Young still has to register as a sex offender. His attorney says that while Young did rape the girl, it was a case of "two kids messing around at school."
Most of the time when two kids mess around at school, one of them doesn't end up raped — unless the "messing around" is with a rapist.
Unfortunately, Young is exactly the prototype of a typical rapist. Your "typical rapist" — or at least your statistically average rapist — isn't jumping out of the bushes; he's attacking women he knows, and he's doing so in an environment that enables his actions. That means rapists target women and girls in situations where they know there will be plausible deniability because of social and legal acceptance of myths about "real" victims and "typical" rapists. They target women who are drinking, or women they've had sex with before, or women who flirted with them, or women who they know won't be seen as 100 percent innocent. Most rape survivors know their attackers. Nearly anything a victim does — what she wore, her sexual history, her interactions with her assailant — can be spun to show that she's imperfect.

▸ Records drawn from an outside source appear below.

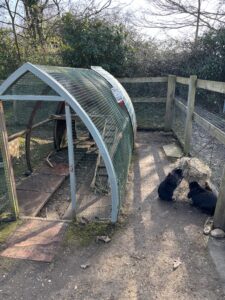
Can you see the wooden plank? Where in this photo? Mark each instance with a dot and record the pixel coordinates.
(182, 80)
(36, 240)
(31, 98)
(142, 79)
(148, 100)
(210, 128)
(190, 111)
(8, 165)
(214, 86)
(219, 216)
(173, 150)
(170, 101)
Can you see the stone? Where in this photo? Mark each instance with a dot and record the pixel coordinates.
(217, 233)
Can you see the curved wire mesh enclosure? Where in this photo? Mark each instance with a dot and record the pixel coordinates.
(94, 111)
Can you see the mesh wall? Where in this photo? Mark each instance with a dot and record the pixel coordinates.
(149, 100)
(210, 150)
(5, 207)
(209, 105)
(94, 95)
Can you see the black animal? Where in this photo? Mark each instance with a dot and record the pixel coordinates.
(169, 184)
(202, 198)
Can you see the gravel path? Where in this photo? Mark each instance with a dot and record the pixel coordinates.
(138, 262)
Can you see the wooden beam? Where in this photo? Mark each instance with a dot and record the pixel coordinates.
(213, 86)
(22, 132)
(142, 79)
(180, 105)
(4, 146)
(219, 216)
(148, 100)
(31, 98)
(170, 101)
(182, 80)
(190, 112)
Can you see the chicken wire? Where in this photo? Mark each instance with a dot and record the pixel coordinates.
(209, 150)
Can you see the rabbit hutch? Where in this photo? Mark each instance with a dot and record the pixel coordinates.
(66, 142)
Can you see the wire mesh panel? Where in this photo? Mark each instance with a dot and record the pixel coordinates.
(149, 100)
(94, 94)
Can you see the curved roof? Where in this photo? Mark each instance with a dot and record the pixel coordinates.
(90, 96)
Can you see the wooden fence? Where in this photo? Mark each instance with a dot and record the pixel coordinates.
(193, 84)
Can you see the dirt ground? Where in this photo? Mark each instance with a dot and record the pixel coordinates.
(138, 262)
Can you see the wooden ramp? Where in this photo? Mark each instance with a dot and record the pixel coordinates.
(36, 189)
(35, 240)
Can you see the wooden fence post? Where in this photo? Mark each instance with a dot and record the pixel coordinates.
(170, 101)
(190, 111)
(11, 187)
(219, 216)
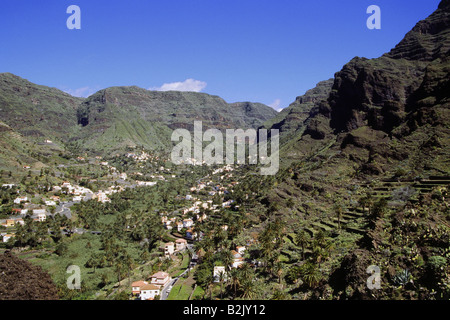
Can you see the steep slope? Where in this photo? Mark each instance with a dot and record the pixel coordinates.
(117, 117)
(35, 111)
(22, 281)
(387, 109)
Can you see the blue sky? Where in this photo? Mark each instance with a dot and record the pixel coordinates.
(268, 51)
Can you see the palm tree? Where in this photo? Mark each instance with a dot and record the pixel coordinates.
(339, 211)
(248, 289)
(302, 240)
(235, 280)
(311, 274)
(221, 280)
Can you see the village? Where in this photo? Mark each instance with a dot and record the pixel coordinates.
(180, 224)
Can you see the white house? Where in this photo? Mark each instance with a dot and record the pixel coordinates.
(180, 244)
(20, 200)
(6, 237)
(217, 271)
(237, 259)
(240, 249)
(188, 223)
(169, 249)
(137, 285)
(160, 279)
(149, 292)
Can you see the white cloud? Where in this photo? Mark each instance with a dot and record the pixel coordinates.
(187, 85)
(276, 105)
(81, 92)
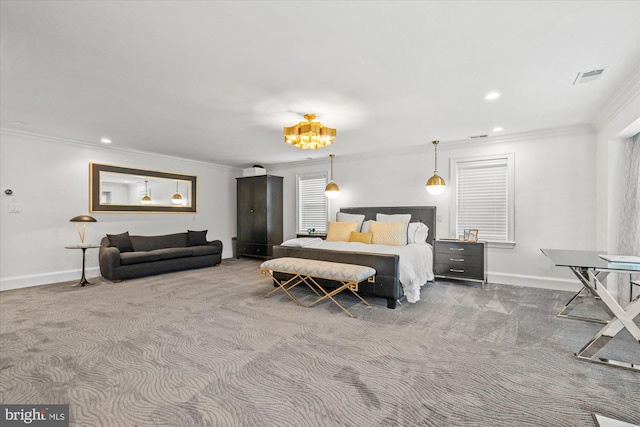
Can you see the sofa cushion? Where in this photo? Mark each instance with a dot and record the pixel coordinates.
(150, 243)
(205, 250)
(171, 253)
(129, 258)
(121, 241)
(196, 238)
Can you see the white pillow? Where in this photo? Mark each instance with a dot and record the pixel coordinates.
(345, 217)
(393, 218)
(417, 233)
(405, 218)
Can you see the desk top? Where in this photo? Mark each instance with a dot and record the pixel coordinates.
(587, 259)
(82, 246)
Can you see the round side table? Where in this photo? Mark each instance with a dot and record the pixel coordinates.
(83, 280)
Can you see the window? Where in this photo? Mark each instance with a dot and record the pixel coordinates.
(483, 197)
(313, 207)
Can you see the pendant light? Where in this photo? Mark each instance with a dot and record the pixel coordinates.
(435, 184)
(146, 200)
(176, 199)
(332, 190)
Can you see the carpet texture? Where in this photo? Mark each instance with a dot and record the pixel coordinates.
(204, 348)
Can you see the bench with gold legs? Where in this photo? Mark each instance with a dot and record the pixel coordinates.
(308, 271)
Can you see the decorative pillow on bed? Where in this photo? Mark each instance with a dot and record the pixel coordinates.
(341, 231)
(404, 218)
(389, 233)
(345, 217)
(418, 233)
(393, 218)
(361, 237)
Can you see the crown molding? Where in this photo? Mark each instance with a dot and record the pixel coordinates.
(93, 146)
(628, 92)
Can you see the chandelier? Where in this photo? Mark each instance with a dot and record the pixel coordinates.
(309, 135)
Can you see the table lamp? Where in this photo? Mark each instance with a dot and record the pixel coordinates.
(84, 219)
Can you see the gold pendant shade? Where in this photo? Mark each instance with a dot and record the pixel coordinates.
(309, 135)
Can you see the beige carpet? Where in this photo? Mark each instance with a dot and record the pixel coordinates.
(204, 348)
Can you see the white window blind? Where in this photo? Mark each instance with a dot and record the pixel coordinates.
(312, 203)
(484, 197)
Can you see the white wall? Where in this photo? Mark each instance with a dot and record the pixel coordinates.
(554, 179)
(50, 181)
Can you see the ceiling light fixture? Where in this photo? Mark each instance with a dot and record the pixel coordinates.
(309, 135)
(332, 190)
(146, 200)
(435, 184)
(176, 199)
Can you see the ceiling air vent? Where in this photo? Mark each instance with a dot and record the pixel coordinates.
(588, 76)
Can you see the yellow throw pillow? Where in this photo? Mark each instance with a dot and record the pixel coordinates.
(361, 237)
(389, 233)
(341, 231)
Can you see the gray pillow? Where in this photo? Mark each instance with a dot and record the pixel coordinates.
(196, 238)
(121, 241)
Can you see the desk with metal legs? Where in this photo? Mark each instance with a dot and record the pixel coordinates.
(590, 269)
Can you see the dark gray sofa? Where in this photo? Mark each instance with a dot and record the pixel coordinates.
(147, 255)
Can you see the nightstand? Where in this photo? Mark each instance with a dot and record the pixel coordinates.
(460, 260)
(320, 235)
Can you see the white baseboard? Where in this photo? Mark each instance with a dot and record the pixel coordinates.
(18, 282)
(554, 283)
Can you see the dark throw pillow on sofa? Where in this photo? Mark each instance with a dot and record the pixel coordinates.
(121, 241)
(196, 238)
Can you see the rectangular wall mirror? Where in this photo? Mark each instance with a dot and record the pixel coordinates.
(122, 189)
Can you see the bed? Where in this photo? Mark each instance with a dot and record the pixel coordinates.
(388, 261)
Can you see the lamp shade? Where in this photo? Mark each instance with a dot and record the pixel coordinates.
(83, 218)
(332, 190)
(435, 185)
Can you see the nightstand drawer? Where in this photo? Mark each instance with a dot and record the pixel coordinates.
(253, 249)
(459, 259)
(459, 248)
(462, 271)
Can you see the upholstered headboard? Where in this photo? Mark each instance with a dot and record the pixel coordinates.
(424, 214)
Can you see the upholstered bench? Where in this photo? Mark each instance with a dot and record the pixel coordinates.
(308, 270)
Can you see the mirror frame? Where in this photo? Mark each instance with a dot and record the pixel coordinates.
(94, 190)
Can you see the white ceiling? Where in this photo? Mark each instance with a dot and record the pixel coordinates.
(217, 80)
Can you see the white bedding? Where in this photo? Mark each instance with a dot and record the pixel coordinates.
(416, 260)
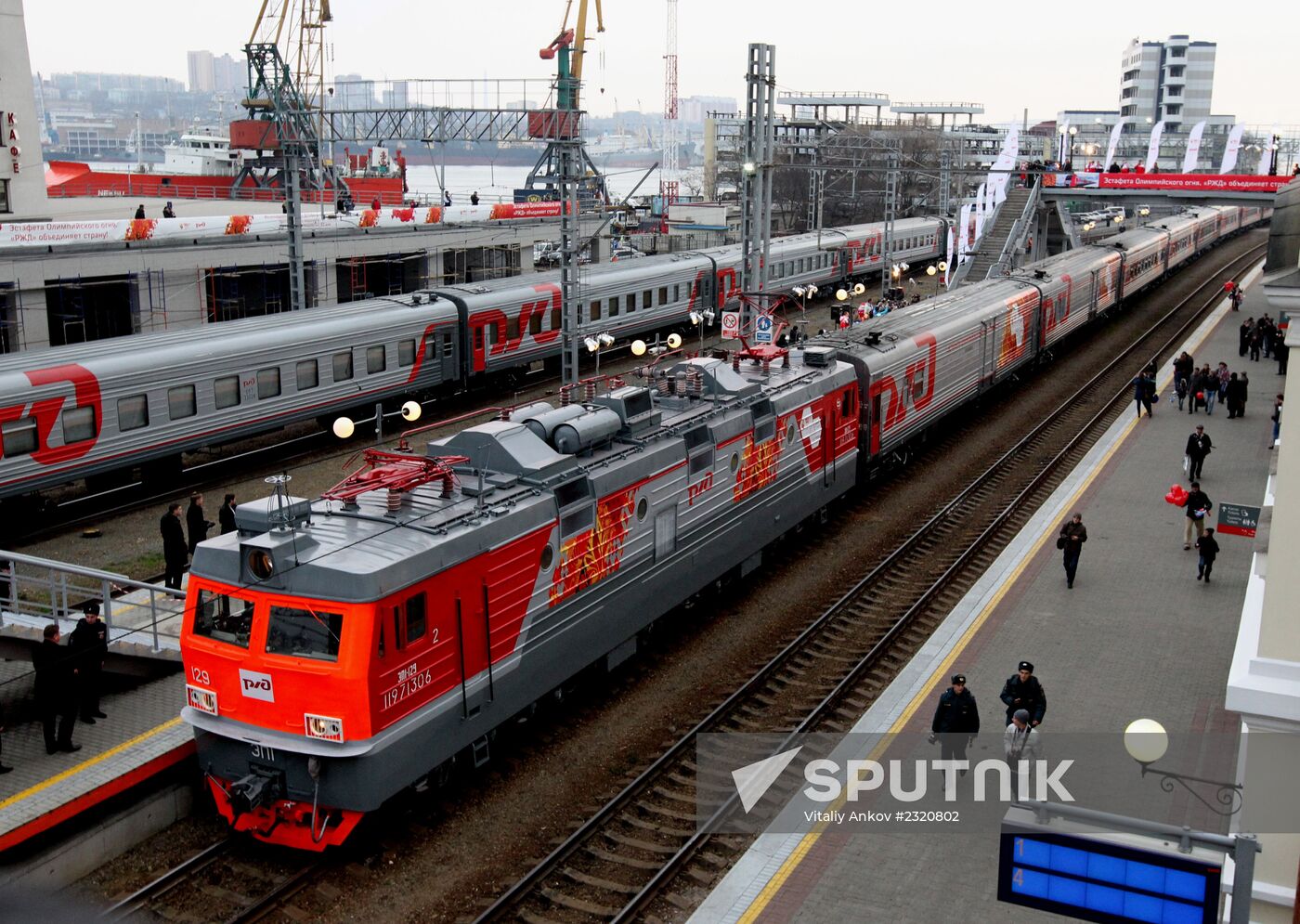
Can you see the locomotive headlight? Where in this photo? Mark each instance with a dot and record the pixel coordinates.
(322, 726)
(204, 700)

The truth is no victim is perfect. Too often, judges use that fact to let rapists off the hook.
Making this case even more egregious is the fact that part of Young's probation included volunteering at a rape crisis center. The center at which Young was set to volunteer understandably rejected his request, not wanting an admitted rapist volunteering on the same grounds as rape survivors. But it does offer some insight into the judge's thought process: It's about helping an admitted rapist, not about justice for his victim.
Criminal defendants, including violent ones, do deserve rehabilitation and an array of services to help make sure they don't offend again. And American prison sentences are far too long — courts should be requiring less time behind bars. But along with less time in prison should come intensive counseling for offenders and mechanisms to deter future bad acts. In this case, not only did the defendant walk away without the standard sex offender treatment, but the judge also gave him the very clear message that what he did wasn't all that bad.
That's a recipe for reoffending, not rehabilitation.